German Idealism and the Jew: The Inner Anti-Semitism of Philosophy and German Jewish Responses
by Michael Mack
University of Chicago, 2003, 229 pages.

Students of modern Judaism have long acknowledged the significant impact of German philosophy on the development of modern Jewish self-understanding. Throughout the nineteenth century, German Jews bent on modernization argued that the negative attitude towards Judaism reflected in the writings of Immanuel Kant and G.W.F. Hegel was based on a misunderstanding of the true essence of Judaism. At the same time, Kant’s description of religion as moral and rational provided the intellectual framework for the theology of the Reformers. One might go as far as to assert that the liberal tradition in nineteenth-century German Judaism tried to show that it was more Kantian than Kant, an effort that culminated in the philosophical theology of Hermann Cohen, who articulated Judaism as a “religion of reason” and proposed the fundamental compatibility of Deutschtum and Judentum.

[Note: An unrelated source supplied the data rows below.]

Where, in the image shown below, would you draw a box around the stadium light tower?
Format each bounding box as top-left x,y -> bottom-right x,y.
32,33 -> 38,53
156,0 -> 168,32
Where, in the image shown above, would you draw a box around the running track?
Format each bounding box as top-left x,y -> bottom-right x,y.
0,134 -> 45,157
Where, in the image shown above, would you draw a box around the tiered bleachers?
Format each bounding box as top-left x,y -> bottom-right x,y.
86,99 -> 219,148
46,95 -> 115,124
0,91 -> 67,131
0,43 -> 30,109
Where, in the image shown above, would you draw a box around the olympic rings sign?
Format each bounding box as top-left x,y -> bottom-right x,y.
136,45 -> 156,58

Even the post-liberal trend in Jewish thinking could not escape the shadow of Kant, as the famous debate between Martin Buber and Franz Rosenzweig over the nature of Jewish law, or halacha, demonstrates. For even while defending the centrality of halacha to Jewish life, Rosenzweig felt the need to respond to Kant’s critique of it. According to Kant, Jewish law is heteronomous, meaning that it originates from a source outside the individual’s self-legislating will. And since for Kant all morality is such self-legislation, halacha is not moral. Moreover, for Kant true religion is at bottom indistinguishable from morality, and therefore the adherence to halacha is, for the Kantian, a false form of religion. Rosenzweig rebutted these Kantian accusations by stressing how halacha is actually not at all heteronomous, but rather a subjective “response” to revelation, which provides the “landscape” of Judaism. Even Rosenzweig’s “return” could not ignore Kant’s shadow.

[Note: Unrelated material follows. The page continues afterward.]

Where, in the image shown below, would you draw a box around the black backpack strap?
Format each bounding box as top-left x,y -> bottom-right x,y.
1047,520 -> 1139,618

And not only Kant. Hegel, too, posed a challenge to the possibility of a modern Judaism. Hegel maintained that Judaism posited an absolute separation between spirit and world, God and man; it was a one-sided religion of sublimity, representing a necessary but incomplete stage in the development towards the absolute religion, Christianity, which apprehends the unity of God and man in Christ. With the advent of Christianity, Judaism’s world-historical mission had run its course. Judaism was now an anachronism, Jewish religiosity an attachment to an outmoded form of consciousness. Despite this view that Judaism had been overcome in history,Hegel insisted that the Jews—as human beings—ought to be granted civil rights in the modern constitutional state. Hegel’s philosophy spurred the early practitioners of Wissenschaft des Judentums not only to clarify the historical record, but also to illuminate the ongoing Jewish contribution to world history, and thereby to prove the indispensability of Judaism for the modern age. Moreover, Jewish speculative idealists such as Solomon Formstecher, Samuel Hirsch, and Nachman Krochmal drew upon the language of Idealism to promote Judaism as the perennial “religion of the spirit,” in contradistinction to the pretenses of Christianity.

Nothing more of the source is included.